Apple's AI models still trail behind OpenAI's GPT-4o despite latest update

At WWDC 2025, Apple unveiled its latest AI advancements, including a new Foundation Models framework for developers.

At WWDC 2025, Apple announced several updates related to Apple Intelligence for both developers and consumers. With the new Foundation Models framework, developers can now bring AI experiences to their apps that work offline in a privacy-preserving way and are available free of charge. The Foundation Models framework is built on Apple’s own in-house-developed AI models.

Apple also unveiled a new generation of language foundation models. According to Apple, these updated models are faster, more efficient, and offer improved tool use, better reasoning capabilities, multimodal support for image and text inputs, and support for 15 languages.

Apple Intelligence includes two foundation models:

A 3-billion-parameter model that runs on-device using Apple Silicon.
A server-based mixture-of-experts model optimized for Private Cloud Compute.

Apple noted that the on-device 3B language model is not designed to be a general-purpose chatbot. Instead, it is intended to perform text-related tasks such as summarization, entity extraction, text understanding, refinement, short dialogues, and creative content generation, among others.

The big question is how well Apple’s models perform compared to other leading models on the market. Rather than using standard AI benchmarks, Apple shared results from its own internal evaluations of fundamental language and reasoning capabilities.

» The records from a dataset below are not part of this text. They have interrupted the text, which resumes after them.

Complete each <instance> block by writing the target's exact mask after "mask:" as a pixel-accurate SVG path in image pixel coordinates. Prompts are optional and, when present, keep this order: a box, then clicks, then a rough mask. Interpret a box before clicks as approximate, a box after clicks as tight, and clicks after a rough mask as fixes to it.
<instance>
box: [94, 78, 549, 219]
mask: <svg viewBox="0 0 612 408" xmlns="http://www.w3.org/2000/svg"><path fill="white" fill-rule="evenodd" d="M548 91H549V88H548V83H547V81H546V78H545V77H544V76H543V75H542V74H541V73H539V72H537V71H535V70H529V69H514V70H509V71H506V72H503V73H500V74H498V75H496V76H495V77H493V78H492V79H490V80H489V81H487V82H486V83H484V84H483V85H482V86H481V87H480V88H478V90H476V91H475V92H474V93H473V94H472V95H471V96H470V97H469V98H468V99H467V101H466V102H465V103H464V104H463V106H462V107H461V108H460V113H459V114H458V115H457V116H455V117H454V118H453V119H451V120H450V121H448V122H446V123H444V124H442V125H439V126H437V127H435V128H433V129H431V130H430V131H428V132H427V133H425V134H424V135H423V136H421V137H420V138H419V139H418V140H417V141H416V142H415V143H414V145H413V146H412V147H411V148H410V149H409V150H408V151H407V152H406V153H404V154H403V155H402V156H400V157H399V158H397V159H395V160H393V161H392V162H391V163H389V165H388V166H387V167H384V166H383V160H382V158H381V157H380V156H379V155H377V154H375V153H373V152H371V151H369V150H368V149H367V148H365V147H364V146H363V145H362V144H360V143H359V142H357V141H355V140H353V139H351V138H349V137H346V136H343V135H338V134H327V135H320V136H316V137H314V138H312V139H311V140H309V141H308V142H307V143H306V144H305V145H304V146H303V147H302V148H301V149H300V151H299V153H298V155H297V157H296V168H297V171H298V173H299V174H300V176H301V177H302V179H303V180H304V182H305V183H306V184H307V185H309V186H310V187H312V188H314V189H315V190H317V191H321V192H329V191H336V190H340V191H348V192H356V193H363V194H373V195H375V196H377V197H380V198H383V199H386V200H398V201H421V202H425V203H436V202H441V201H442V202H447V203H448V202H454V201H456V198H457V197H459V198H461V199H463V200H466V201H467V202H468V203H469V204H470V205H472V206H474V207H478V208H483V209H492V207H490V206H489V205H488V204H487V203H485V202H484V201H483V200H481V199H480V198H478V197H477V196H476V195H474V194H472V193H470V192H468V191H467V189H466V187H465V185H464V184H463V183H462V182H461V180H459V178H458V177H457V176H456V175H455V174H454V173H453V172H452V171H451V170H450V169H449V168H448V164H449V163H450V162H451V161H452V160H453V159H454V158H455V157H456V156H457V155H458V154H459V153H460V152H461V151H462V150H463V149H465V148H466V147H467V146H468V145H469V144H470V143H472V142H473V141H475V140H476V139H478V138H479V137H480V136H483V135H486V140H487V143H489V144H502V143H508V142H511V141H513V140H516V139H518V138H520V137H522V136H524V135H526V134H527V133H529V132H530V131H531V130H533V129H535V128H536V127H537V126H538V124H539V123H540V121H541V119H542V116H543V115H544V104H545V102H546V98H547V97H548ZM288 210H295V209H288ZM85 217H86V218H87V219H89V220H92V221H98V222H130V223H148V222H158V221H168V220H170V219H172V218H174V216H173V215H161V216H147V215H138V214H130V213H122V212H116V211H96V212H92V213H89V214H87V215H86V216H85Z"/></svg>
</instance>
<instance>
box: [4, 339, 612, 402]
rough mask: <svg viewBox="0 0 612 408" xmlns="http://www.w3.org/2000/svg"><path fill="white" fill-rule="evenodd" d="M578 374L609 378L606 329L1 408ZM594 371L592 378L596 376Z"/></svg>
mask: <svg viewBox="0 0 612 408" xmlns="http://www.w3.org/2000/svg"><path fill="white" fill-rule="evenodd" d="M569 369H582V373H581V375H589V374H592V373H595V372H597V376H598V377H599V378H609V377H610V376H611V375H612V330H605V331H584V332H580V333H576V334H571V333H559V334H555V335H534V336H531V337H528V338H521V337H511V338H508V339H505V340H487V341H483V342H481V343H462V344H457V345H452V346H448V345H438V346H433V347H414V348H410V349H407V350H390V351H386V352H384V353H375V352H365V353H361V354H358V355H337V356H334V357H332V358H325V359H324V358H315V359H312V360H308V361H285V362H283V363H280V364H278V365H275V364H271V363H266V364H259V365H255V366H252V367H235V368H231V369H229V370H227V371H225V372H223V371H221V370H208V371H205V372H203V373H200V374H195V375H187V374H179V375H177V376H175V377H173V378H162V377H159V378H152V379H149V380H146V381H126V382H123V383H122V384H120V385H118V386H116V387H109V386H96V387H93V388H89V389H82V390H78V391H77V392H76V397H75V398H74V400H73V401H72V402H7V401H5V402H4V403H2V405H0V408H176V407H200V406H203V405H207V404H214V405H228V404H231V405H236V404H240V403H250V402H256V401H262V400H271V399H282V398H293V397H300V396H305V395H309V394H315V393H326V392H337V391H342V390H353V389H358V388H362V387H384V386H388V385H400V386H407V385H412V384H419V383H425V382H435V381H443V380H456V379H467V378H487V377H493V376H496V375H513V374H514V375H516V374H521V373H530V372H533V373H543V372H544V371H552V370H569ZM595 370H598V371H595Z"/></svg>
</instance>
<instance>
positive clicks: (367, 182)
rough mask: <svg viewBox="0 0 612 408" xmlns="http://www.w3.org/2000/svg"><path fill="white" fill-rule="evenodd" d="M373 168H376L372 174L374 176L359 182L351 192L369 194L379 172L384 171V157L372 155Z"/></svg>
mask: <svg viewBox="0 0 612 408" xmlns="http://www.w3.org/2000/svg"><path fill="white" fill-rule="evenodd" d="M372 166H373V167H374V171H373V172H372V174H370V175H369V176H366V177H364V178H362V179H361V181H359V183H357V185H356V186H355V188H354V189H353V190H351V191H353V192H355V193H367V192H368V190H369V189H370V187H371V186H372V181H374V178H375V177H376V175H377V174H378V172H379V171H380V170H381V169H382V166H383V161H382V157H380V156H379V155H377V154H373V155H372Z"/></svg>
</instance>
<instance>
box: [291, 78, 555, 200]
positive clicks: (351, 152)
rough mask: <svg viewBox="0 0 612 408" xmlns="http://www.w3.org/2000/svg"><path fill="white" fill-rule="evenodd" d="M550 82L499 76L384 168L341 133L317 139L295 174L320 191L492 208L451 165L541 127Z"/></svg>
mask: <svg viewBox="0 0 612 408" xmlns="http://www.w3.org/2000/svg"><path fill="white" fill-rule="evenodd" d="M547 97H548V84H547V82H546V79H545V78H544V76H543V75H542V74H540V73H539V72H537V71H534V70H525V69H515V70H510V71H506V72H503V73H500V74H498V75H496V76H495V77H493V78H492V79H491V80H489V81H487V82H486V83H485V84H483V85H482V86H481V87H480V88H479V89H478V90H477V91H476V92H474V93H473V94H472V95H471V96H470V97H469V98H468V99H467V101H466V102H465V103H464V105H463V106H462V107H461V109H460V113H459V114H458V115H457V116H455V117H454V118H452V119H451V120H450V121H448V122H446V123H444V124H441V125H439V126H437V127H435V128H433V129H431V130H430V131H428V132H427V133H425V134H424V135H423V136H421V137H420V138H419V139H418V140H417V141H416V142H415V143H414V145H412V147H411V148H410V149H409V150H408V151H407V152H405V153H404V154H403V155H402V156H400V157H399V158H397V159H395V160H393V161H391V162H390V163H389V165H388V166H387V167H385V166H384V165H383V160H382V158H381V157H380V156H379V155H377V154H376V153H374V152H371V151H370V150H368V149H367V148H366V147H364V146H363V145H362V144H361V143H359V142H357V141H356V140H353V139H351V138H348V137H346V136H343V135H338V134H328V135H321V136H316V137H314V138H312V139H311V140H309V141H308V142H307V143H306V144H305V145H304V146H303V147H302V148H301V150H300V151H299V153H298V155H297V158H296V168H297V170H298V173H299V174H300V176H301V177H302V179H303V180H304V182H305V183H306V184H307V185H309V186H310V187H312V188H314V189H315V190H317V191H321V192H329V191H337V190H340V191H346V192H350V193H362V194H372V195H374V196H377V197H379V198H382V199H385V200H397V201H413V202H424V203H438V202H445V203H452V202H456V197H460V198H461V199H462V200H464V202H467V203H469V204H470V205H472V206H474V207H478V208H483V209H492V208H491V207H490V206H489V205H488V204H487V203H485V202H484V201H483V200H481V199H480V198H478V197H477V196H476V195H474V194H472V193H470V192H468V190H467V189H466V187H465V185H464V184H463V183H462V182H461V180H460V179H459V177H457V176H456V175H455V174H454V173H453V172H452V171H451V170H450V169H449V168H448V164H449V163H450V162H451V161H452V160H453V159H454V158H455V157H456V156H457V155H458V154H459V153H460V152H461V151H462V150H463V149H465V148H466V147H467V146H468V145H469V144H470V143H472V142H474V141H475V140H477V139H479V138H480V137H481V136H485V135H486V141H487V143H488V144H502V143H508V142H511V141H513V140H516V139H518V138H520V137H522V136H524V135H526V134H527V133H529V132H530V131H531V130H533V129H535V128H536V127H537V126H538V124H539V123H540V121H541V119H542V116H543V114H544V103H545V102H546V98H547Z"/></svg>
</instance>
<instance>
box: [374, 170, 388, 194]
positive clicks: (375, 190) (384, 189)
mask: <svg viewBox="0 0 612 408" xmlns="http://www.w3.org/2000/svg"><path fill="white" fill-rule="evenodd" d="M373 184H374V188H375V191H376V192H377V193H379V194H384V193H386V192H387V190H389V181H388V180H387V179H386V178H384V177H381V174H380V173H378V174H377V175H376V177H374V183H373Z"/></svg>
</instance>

According to Apple’s text-based evaluations, its on-device 3B model performs favorably against the slightly larger Qwen-2.5-3B and competitively against the larger Qwen-3-4B and Gemma-3-4B in English. Its server-based model performs slightly better than Llama-4-Scout but falls short compared to Qwen-3-235B and OpenAI’s proprietary GPT-4o.

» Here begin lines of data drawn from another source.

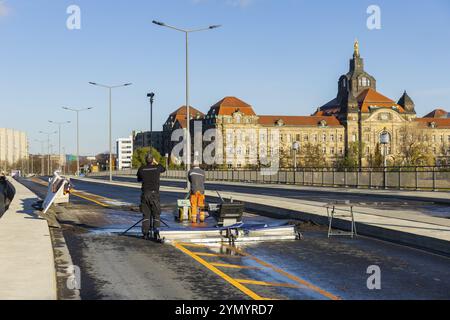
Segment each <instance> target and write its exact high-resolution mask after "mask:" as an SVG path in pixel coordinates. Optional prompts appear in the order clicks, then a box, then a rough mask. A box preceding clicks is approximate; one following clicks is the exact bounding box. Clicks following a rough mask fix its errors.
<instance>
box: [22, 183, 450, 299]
mask: <svg viewBox="0 0 450 320" xmlns="http://www.w3.org/2000/svg"><path fill="white" fill-rule="evenodd" d="M24 184H25V185H27V186H28V187H29V188H30V189H31V190H32V191H34V192H35V193H37V194H38V195H39V196H41V197H42V196H43V195H44V193H45V192H46V190H45V187H44V186H43V185H42V184H40V183H36V182H33V181H26V182H24ZM75 186H76V190H77V192H78V194H80V195H81V196H82V197H83V198H82V197H79V196H71V203H70V204H69V205H67V206H66V207H65V208H64V210H63V212H62V213H61V214H60V215H59V219H60V222H61V224H62V227H63V234H64V237H65V239H66V243H67V245H68V248H69V251H70V254H71V256H72V260H73V262H74V264H76V265H78V266H79V267H80V269H81V272H82V275H81V297H82V299H194V300H196V299H223V300H229V299H238V300H243V299H255V298H269V299H344V300H347V299H419V300H421V299H450V258H448V257H443V256H439V255H435V254H431V253H428V252H424V251H420V250H416V249H412V248H408V247H404V246H400V245H396V244H392V243H387V242H383V241H379V240H376V239H372V238H367V237H358V238H357V239H354V240H352V239H350V238H332V239H328V238H327V237H326V230H324V229H323V228H322V227H318V226H311V225H308V224H301V225H300V230H301V231H302V233H303V235H304V239H303V240H298V241H284V242H283V241H274V242H264V243H256V244H249V245H244V246H240V247H237V248H236V247H229V246H196V247H190V246H189V245H181V246H174V245H170V244H164V245H162V244H157V243H154V242H150V241H145V240H143V239H140V238H139V237H137V236H133V235H130V236H120V232H121V231H123V230H125V229H126V228H127V227H128V226H131V225H132V224H134V223H135V222H136V221H138V220H139V219H140V215H139V213H138V212H135V211H133V210H135V206H136V205H137V203H138V201H139V197H140V195H139V190H138V189H135V188H128V187H119V186H108V185H102V184H97V183H89V182H81V181H75ZM245 192H249V190H248V188H246V190H245ZM268 192H273V191H272V190H269V191H268ZM180 196H182V195H181V194H180V195H177V194H174V193H164V192H163V193H162V194H161V200H162V203H163V210H164V211H165V213H166V214H168V212H170V210H171V207H172V206H173V204H174V203H175V200H176V199H177V198H178V197H180ZM88 198H89V199H91V200H89V199H88ZM96 199H97V200H98V201H97V200H96ZM93 201H96V202H98V203H96V202H93ZM108 201H109V205H110V206H109V207H105V206H102V205H101V203H105V202H108ZM99 203H100V204H99ZM116 204H117V206H116ZM200 257H201V258H200ZM370 266H377V267H379V268H380V271H381V274H380V275H381V278H380V283H381V289H380V290H369V289H368V286H367V281H368V278H369V276H370V274H368V273H367V271H368V268H369V267H370ZM217 270H219V272H217ZM62 298H64V297H62Z"/></svg>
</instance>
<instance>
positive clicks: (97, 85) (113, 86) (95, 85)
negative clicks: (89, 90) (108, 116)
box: [89, 82, 132, 181]
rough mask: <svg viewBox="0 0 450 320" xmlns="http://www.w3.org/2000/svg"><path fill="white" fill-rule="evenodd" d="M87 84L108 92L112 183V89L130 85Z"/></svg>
mask: <svg viewBox="0 0 450 320" xmlns="http://www.w3.org/2000/svg"><path fill="white" fill-rule="evenodd" d="M89 84H91V85H93V86H97V87H102V88H106V89H108V90H109V181H112V163H113V157H112V89H116V88H122V87H128V86H131V85H132V83H125V84H121V85H117V86H107V85H104V84H99V83H96V82H89Z"/></svg>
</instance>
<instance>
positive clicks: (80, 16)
mask: <svg viewBox="0 0 450 320" xmlns="http://www.w3.org/2000/svg"><path fill="white" fill-rule="evenodd" d="M66 13H67V14H68V15H69V16H68V17H67V20H66V27H67V29H69V30H80V29H81V8H80V7H79V6H77V5H75V4H73V5H70V6H68V7H67V10H66Z"/></svg>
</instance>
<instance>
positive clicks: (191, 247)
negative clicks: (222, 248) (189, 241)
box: [179, 242, 208, 248]
mask: <svg viewBox="0 0 450 320" xmlns="http://www.w3.org/2000/svg"><path fill="white" fill-rule="evenodd" d="M179 244H180V245H182V246H183V247H191V248H208V247H207V246H205V245H203V244H197V243H187V242H179Z"/></svg>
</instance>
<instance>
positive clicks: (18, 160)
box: [0, 128, 28, 168]
mask: <svg viewBox="0 0 450 320" xmlns="http://www.w3.org/2000/svg"><path fill="white" fill-rule="evenodd" d="M27 159H28V139H27V134H26V133H25V132H22V131H18V130H14V129H5V128H0V162H1V166H2V168H5V167H7V166H13V165H15V164H16V165H17V164H19V163H20V162H21V161H24V160H27Z"/></svg>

In evaluations involving image input, Apple’s on-device model outperforms InternVL and Qwen, and performs competitively against Gemma. While Apple’s server model beats Qwen-2.5-VL, it underperforms when compared to Llama-4-Scout and GPT-4o.

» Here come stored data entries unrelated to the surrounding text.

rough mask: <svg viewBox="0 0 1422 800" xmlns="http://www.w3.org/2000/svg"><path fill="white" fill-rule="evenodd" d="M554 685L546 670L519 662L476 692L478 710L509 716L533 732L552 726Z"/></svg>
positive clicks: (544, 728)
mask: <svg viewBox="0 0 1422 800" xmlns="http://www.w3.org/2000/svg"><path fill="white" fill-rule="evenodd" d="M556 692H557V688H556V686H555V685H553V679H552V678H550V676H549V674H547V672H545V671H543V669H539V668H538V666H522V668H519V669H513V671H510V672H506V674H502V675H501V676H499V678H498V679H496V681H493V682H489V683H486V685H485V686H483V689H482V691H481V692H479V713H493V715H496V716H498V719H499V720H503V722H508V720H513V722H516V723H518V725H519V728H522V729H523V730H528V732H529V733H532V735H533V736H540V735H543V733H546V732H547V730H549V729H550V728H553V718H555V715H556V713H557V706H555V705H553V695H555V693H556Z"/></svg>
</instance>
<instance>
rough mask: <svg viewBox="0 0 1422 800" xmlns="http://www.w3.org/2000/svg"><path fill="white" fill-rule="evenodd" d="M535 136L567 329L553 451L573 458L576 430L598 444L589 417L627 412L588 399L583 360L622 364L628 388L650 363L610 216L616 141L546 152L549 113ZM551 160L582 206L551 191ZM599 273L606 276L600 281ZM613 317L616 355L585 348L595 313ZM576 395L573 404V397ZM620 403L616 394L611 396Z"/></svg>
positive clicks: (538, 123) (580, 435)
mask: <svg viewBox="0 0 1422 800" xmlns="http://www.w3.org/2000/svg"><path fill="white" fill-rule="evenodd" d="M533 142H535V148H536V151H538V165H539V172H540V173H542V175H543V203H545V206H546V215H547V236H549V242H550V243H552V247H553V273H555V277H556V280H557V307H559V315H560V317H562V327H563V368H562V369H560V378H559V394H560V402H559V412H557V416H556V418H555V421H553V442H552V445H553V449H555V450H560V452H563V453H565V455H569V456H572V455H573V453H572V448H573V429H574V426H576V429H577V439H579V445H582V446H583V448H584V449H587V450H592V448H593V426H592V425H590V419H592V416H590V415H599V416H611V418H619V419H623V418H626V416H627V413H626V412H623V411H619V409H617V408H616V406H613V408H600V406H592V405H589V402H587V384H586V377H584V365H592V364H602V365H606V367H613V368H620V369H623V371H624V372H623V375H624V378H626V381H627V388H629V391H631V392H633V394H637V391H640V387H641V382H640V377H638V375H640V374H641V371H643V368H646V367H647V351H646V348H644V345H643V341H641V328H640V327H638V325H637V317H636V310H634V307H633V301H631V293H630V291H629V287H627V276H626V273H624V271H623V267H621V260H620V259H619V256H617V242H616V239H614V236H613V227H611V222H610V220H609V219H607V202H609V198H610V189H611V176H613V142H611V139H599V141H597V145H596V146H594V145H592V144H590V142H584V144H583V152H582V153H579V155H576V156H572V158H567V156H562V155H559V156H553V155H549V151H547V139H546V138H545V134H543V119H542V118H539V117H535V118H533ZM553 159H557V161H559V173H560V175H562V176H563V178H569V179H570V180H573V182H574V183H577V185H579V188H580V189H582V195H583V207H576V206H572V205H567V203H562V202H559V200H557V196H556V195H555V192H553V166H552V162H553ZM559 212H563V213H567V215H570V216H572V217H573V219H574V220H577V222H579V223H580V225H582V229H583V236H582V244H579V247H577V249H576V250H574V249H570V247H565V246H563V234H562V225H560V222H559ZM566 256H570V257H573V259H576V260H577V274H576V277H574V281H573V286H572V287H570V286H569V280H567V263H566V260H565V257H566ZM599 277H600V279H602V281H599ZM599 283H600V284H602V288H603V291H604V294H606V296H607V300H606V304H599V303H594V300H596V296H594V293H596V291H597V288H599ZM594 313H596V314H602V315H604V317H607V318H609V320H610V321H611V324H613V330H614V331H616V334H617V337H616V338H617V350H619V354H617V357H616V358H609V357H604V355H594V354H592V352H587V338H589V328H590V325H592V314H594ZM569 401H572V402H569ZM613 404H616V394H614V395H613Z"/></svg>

These results highlight how far Apple still has to go in foundational AI capabilities. It seems Apple compared its models to GPT-4o to make its performance appear relatively decent. If Apple were to compare its results against OpenAI’s latest O-series models or Google’s Gemini 2.5 Pro, the gap would likely appear much wider. It will be interesting to see how Apple navigates the AI era with its in-house capabilities in the years ahead.